We gained a new student in January, one who returned to us after three years in public school. He has turned the Troublemint Twins into a trio. He announced one day that he was the “mastermind” and his intention was to have the others as “henchmen.” The gang thinks that because it is March they must wear green every day. He who does not must be pinched. The one who came up with this idea is the lead pincher himself. The Pinching Machine was devilishly active for the first two days of March, not even respecting the wearing of the green. I nipped his little pincers yesterday when I told him that St. Patty’s Day was only one day out of the whole of March—and during Spring Break when he and his gang would be at home terrorizing parents and grandparents, not at school—so his two digits best remain to himself or he’d suffer consequences he hadn’t yet dreamed of. His little hand relaxed. Wise move. He’s a quick learner.
For all his wildness the kid’s a lot of fun. As soon as February ended he was excited about March. He danced into the room with a jig and wanted to know if we could speak “Scottlish” all month. He asked questions about St. Patrick, whether we would learn about him. Of course we would, I told him. And leprechauns, and post of gold, too? No, we don’t talk much about those things.
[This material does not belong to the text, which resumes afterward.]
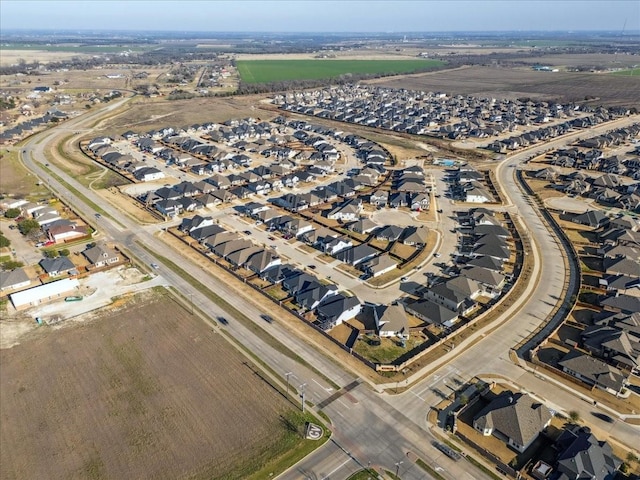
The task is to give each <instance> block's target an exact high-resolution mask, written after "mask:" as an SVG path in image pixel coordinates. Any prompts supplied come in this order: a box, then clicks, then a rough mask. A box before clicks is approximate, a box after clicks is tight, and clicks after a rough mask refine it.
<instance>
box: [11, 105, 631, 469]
mask: <svg viewBox="0 0 640 480" xmlns="http://www.w3.org/2000/svg"><path fill="white" fill-rule="evenodd" d="M122 101H126V99H124V100H122ZM122 101H121V102H122ZM118 103H119V102H118ZM116 106H117V103H116V104H114V105H112V106H110V107H109V108H115V107H116ZM102 112H104V110H102ZM99 114H100V111H99V112H92V113H91V114H88V115H87V116H86V117H80V118H78V119H74V120H71V121H70V122H68V123H67V124H65V126H64V129H62V132H61V131H60V130H61V129H60V127H57V128H54V129H52V130H50V131H48V132H45V133H43V134H40V135H37V136H35V137H34V138H33V139H32V140H31V141H30V142H29V143H28V145H27V146H26V148H25V149H26V155H23V157H26V158H25V164H26V165H27V166H28V167H29V168H30V169H31V170H33V171H35V172H36V173H38V174H39V175H40V176H41V177H42V178H44V179H45V180H46V181H47V183H48V184H49V185H50V186H51V187H52V188H54V189H55V190H56V191H57V192H58V193H59V194H60V195H61V196H62V197H63V198H65V200H66V201H68V202H70V203H71V204H72V205H73V206H74V208H75V209H76V210H77V211H78V212H79V213H81V214H83V215H84V217H85V218H86V219H88V220H90V221H94V222H95V223H96V225H95V226H96V227H98V228H99V229H100V230H101V231H102V232H104V234H105V235H107V236H111V237H113V239H114V240H115V241H116V242H119V243H121V244H123V245H125V246H126V247H127V248H128V249H129V250H130V251H131V252H132V253H133V254H134V255H135V256H136V257H138V258H139V259H140V260H141V261H142V262H143V263H147V264H149V263H151V262H155V263H161V261H160V260H159V259H157V258H155V257H154V255H152V254H150V253H149V251H148V250H146V249H144V248H142V246H141V245H145V246H146V247H147V248H148V249H149V250H150V251H152V252H153V251H158V252H162V255H163V256H165V257H166V258H168V259H169V260H171V261H173V262H174V263H177V264H180V265H181V266H182V268H183V269H184V270H185V271H187V272H188V273H189V274H190V275H191V276H192V277H193V278H195V279H197V280H198V281H200V282H202V283H204V284H207V285H208V286H209V287H210V288H211V289H212V290H213V291H215V292H216V293H217V294H218V295H220V296H222V297H224V298H225V299H227V300H228V301H229V303H231V304H232V305H233V306H234V307H236V308H238V309H239V310H241V311H242V312H243V313H244V314H245V315H247V316H248V317H249V318H250V319H251V320H252V321H253V322H254V323H255V325H257V326H258V327H259V328H261V329H264V330H268V332H269V333H270V334H271V335H273V336H274V337H276V338H277V339H278V340H279V341H280V342H282V344H284V345H286V346H287V347H288V348H290V349H291V350H292V351H294V352H295V353H296V354H298V355H300V356H301V357H302V358H305V359H306V360H307V361H308V362H309V363H311V364H313V365H315V366H316V368H317V369H319V370H320V371H322V372H323V374H324V375H325V376H327V377H328V378H330V379H331V381H332V382H335V383H336V384H337V385H339V386H340V387H346V386H349V391H348V392H347V393H344V391H345V388H343V389H342V390H341V391H340V395H339V396H337V395H334V394H335V393H336V392H335V391H334V390H333V388H332V386H331V385H329V384H328V383H327V382H326V381H324V380H323V378H321V377H320V376H319V375H317V374H316V373H314V372H313V371H311V370H309V369H308V368H306V367H304V366H302V365H300V364H299V363H298V362H296V361H294V360H292V359H291V358H289V357H288V356H286V355H284V354H283V353H281V352H280V351H279V350H277V349H275V348H273V347H272V346H270V345H269V344H267V343H266V342H264V341H263V340H262V338H260V337H259V336H257V335H256V334H254V333H253V331H252V330H251V329H248V328H246V327H245V326H244V325H242V324H241V323H240V322H238V321H236V320H235V319H233V317H232V316H230V315H229V314H228V313H227V312H225V311H223V310H222V309H221V308H220V307H218V306H217V305H216V304H214V303H212V302H211V301H209V300H208V299H207V298H206V297H204V296H203V295H201V294H200V293H199V291H198V290H196V289H194V288H193V287H191V285H190V284H189V283H187V282H186V281H185V280H184V279H183V278H181V277H180V276H178V275H176V274H175V273H174V272H173V271H171V270H170V269H168V268H162V267H161V269H160V270H159V273H160V274H161V275H162V276H163V278H164V280H165V281H166V284H167V285H171V286H173V287H175V288H176V289H177V290H179V291H181V292H182V293H183V294H184V295H186V297H187V298H189V299H190V301H193V303H194V305H195V306H197V307H198V308H200V309H202V310H204V311H207V312H209V313H210V314H211V316H212V317H214V318H215V317H216V316H225V317H226V318H228V319H229V323H228V325H226V326H225V327H223V328H224V329H225V330H226V331H227V332H228V333H229V334H231V335H233V336H234V337H235V338H237V339H239V340H240V341H241V342H242V343H243V344H244V345H245V346H246V347H247V348H249V349H250V350H251V351H253V352H255V353H256V354H257V355H258V356H259V357H260V358H262V359H263V360H264V361H265V362H267V363H268V364H269V365H270V366H271V367H272V368H273V370H274V371H275V372H276V373H277V374H279V375H282V376H284V374H285V373H287V372H292V373H293V375H295V377H291V378H292V381H291V384H292V385H296V383H297V384H298V385H300V384H302V383H305V384H306V393H307V399H308V400H309V401H312V402H313V403H314V404H316V405H318V404H320V405H322V409H323V411H324V412H326V413H327V414H328V415H329V416H330V417H331V419H332V428H333V432H334V434H333V437H332V441H331V442H330V443H328V444H327V446H326V447H323V448H321V449H319V450H317V451H316V452H314V453H313V454H311V455H310V456H309V457H307V458H306V459H305V460H303V461H302V462H300V464H299V465H297V466H295V467H294V468H292V469H291V470H290V471H288V472H286V473H285V474H283V475H282V476H281V478H283V479H300V478H333V479H338V478H346V477H347V476H348V475H349V474H350V473H351V472H353V471H355V470H357V469H358V468H360V466H362V465H365V466H366V465H367V464H368V463H369V462H371V465H372V466H379V467H384V468H385V469H387V470H391V471H393V470H395V465H396V463H399V462H400V461H402V464H400V465H399V467H400V468H399V469H400V476H401V477H402V478H405V479H418V478H428V475H426V474H425V473H424V472H423V471H422V470H420V469H419V468H417V467H416V466H415V464H413V463H411V462H410V461H408V460H407V453H409V452H411V453H412V454H417V455H419V456H420V457H422V458H423V459H424V460H425V461H427V462H428V463H430V464H432V465H434V468H435V466H437V467H438V468H439V469H442V471H441V474H442V475H443V476H444V477H445V478H452V479H453V478H465V479H467V478H468V479H472V478H485V476H484V475H483V474H482V473H481V472H480V471H478V470H476V469H475V467H473V466H472V465H470V464H468V463H467V462H458V463H454V462H451V461H450V460H448V459H447V458H446V457H444V455H443V454H441V453H440V452H439V451H437V450H436V449H435V448H433V447H432V446H431V445H430V436H429V432H428V428H427V424H426V418H425V415H426V413H427V411H428V408H429V406H430V405H433V404H435V403H436V402H437V401H439V399H438V398H437V396H436V395H435V392H433V389H434V387H442V388H447V387H446V385H445V383H444V380H445V379H446V378H451V376H452V375H456V376H458V377H460V378H461V379H463V380H464V379H468V378H470V377H471V376H473V375H477V374H481V373H486V374H489V375H491V374H502V375H506V376H508V377H509V378H513V379H515V380H516V381H518V382H519V383H520V384H521V385H523V386H524V387H525V388H527V389H528V390H529V391H534V392H536V393H539V392H545V393H546V395H547V396H552V398H555V399H561V402H558V403H560V405H561V406H564V407H565V409H577V410H579V411H580V412H585V411H586V409H585V408H584V406H583V405H580V401H579V400H576V399H575V397H574V396H573V395H571V394H568V393H567V392H565V391H564V390H562V389H557V388H554V387H552V386H551V385H549V384H548V383H542V382H541V381H540V380H539V379H538V378H537V377H536V376H534V375H530V374H529V373H525V372H524V371H523V370H522V369H521V368H519V367H516V366H515V365H513V364H512V363H511V362H509V360H508V358H507V353H508V351H509V348H511V347H512V346H513V345H514V344H516V343H517V342H518V341H519V340H520V339H521V337H523V336H526V335H528V332H529V331H531V330H532V329H533V328H535V327H537V326H538V325H539V324H540V323H541V322H543V321H544V320H545V318H546V317H545V313H547V312H548V311H550V309H551V308H552V305H553V304H554V303H555V301H556V300H557V296H558V294H559V292H560V290H561V289H560V286H561V284H562V283H563V282H564V279H565V272H564V268H563V266H562V263H561V262H560V261H559V260H558V259H559V251H558V248H557V246H556V245H555V242H554V241H553V239H551V237H550V236H549V235H548V233H547V232H546V229H544V227H543V226H542V225H541V223H540V220H539V218H538V216H537V215H536V214H535V212H534V211H533V209H532V208H531V206H530V205H529V204H528V202H527V200H526V198H524V196H523V195H522V194H521V193H520V192H519V191H518V190H517V189H515V188H514V187H513V183H512V181H511V180H510V179H509V176H508V173H504V172H505V171H506V172H510V170H511V169H507V168H503V169H502V170H501V174H500V178H501V182H503V184H504V186H505V189H506V190H507V191H508V194H509V197H510V198H511V200H512V202H513V204H514V205H515V208H517V209H518V210H519V212H520V213H521V215H522V217H523V220H524V222H525V224H526V225H527V228H528V229H529V231H530V232H531V233H532V236H533V237H535V238H536V242H537V243H538V245H539V248H540V249H541V250H542V251H544V255H543V256H542V257H541V259H540V262H536V264H537V265H539V267H538V268H540V274H541V276H542V278H543V279H544V281H543V282H540V283H538V284H536V285H533V286H532V294H531V295H529V296H527V297H526V298H525V299H524V300H523V302H524V306H523V309H522V310H521V312H520V313H519V314H518V315H516V316H513V317H512V318H511V319H510V320H508V323H506V324H505V325H504V326H502V327H501V328H500V329H499V330H498V331H497V332H496V333H495V334H492V335H491V336H487V338H485V339H484V340H482V341H481V342H480V343H478V344H477V345H476V346H474V347H472V348H470V349H468V350H466V351H465V352H464V353H463V354H461V355H460V356H458V357H457V358H455V359H454V360H453V361H451V362H449V364H448V365H443V366H442V367H441V368H440V369H439V370H438V371H437V372H435V374H434V375H433V376H431V377H429V378H427V379H425V380H422V381H420V382H418V383H417V385H415V386H414V388H412V389H411V390H410V391H409V392H407V393H405V394H403V395H399V396H391V395H386V394H379V393H376V392H375V391H374V390H373V389H371V388H369V387H368V386H367V385H366V384H364V383H359V382H357V381H356V380H357V379H356V377H355V376H354V375H352V374H351V373H349V372H346V371H345V370H344V369H343V368H342V367H341V366H339V365H337V364H336V363H334V362H333V361H332V360H329V359H327V358H326V357H325V356H324V355H323V354H322V353H319V352H317V351H316V350H315V349H313V348H310V347H309V345H307V343H306V342H305V341H304V340H303V339H300V338H297V337H294V336H292V335H290V333H289V332H288V331H287V330H286V329H285V328H284V327H283V326H282V325H280V324H279V323H278V322H275V323H273V324H266V322H264V321H263V320H262V319H261V318H260V314H261V313H262V312H260V311H259V309H257V308H256V307H254V306H253V305H251V304H247V303H246V302H245V301H244V300H243V299H242V298H240V297H238V296H237V295H236V293H235V292H234V291H233V289H232V288H229V286H227V285H225V284H221V283H220V282H217V281H216V280H215V279H212V278H210V277H209V276H207V275H206V274H205V273H204V272H203V271H202V270H201V269H200V268H199V267H198V266H196V265H192V264H191V263H190V262H187V261H185V260H184V258H182V257H181V256H180V255H179V254H178V253H176V252H174V251H173V250H171V249H167V248H166V245H165V244H164V243H163V242H161V241H160V240H158V239H157V238H155V237H154V236H153V235H152V233H151V232H149V231H147V230H145V229H141V228H139V226H138V225H136V224H135V223H134V222H132V221H131V220H130V219H128V218H127V217H124V216H123V215H122V214H121V213H120V212H119V211H118V210H117V209H115V208H114V207H112V206H110V205H107V204H104V203H103V202H102V200H101V198H100V197H99V196H97V195H96V194H94V193H93V192H91V191H90V190H87V189H86V188H84V187H83V186H82V185H80V184H79V183H78V182H76V181H75V180H73V179H70V178H67V177H66V175H65V173H64V172H63V171H61V170H59V169H57V168H55V167H51V169H52V170H53V171H54V172H55V173H56V174H57V175H59V176H60V177H62V178H65V182H67V183H68V184H69V185H70V186H71V187H72V188H73V189H75V191H78V192H82V195H84V196H85V197H86V198H88V199H90V200H91V201H93V202H95V203H97V204H100V206H101V208H103V209H104V211H105V213H106V215H103V216H102V218H101V219H99V220H95V219H94V217H93V209H92V207H91V206H90V205H88V204H86V203H85V202H84V201H83V199H81V198H79V197H78V196H77V195H76V194H75V192H74V191H71V190H70V189H69V188H68V187H67V186H65V185H62V184H61V183H59V182H58V181H57V180H56V179H55V178H52V177H50V176H49V175H47V174H46V172H45V171H44V170H43V169H42V167H41V165H40V164H39V162H44V158H45V157H44V155H43V148H44V145H46V143H47V141H53V140H55V138H56V136H58V135H60V134H61V133H65V132H66V131H67V130H69V129H77V128H79V127H80V126H81V125H82V124H83V123H84V122H85V121H90V120H92V119H94V118H95V117H96V116H98V115H99ZM582 133H583V135H584V132H582ZM593 133H594V134H596V133H597V132H596V131H594V132H593ZM524 155H525V154H524V153H523V154H518V155H516V156H514V157H512V158H511V159H510V160H509V161H508V162H507V165H508V164H517V163H518V162H519V161H521V160H522V158H523V156H524ZM507 165H505V167H506V166H507ZM107 217H111V218H113V219H117V223H116V222H114V221H112V220H111V219H110V218H107ZM545 302H546V303H545ZM454 352H455V350H454ZM294 382H295V383H294ZM335 397H338V398H335ZM583 403H584V402H583ZM574 404H576V405H577V406H578V407H582V408H575V407H574ZM582 416H583V418H588V416H587V414H582ZM630 429H631V430H630ZM611 431H612V432H613V433H614V434H615V435H616V436H620V437H621V440H627V439H628V438H633V437H630V435H637V430H635V429H632V427H630V426H628V425H625V424H620V422H616V423H615V424H614V425H613V426H612V427H611ZM635 438H636V439H637V437H635Z"/></svg>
We learn about St. Patrick himself. He is a good saint with which to acquaint children—not so much as a model and an example, but for his writings. Patrick’s Letter to the Soldiers of Coroticus, The Lorica (or Breastplate), and his Confession are excellent study resources for children to learn how others have confessed their Christian faith. While Patrick is not necessarily an easy read, he is worth the effort. For the well-catechized child, his words are not only familiar; they prove also to contain the true treasure for which his day is remembered. It is not with gold and silver that Christ rescues us in and from this world, but with his holy precious Body and Blood.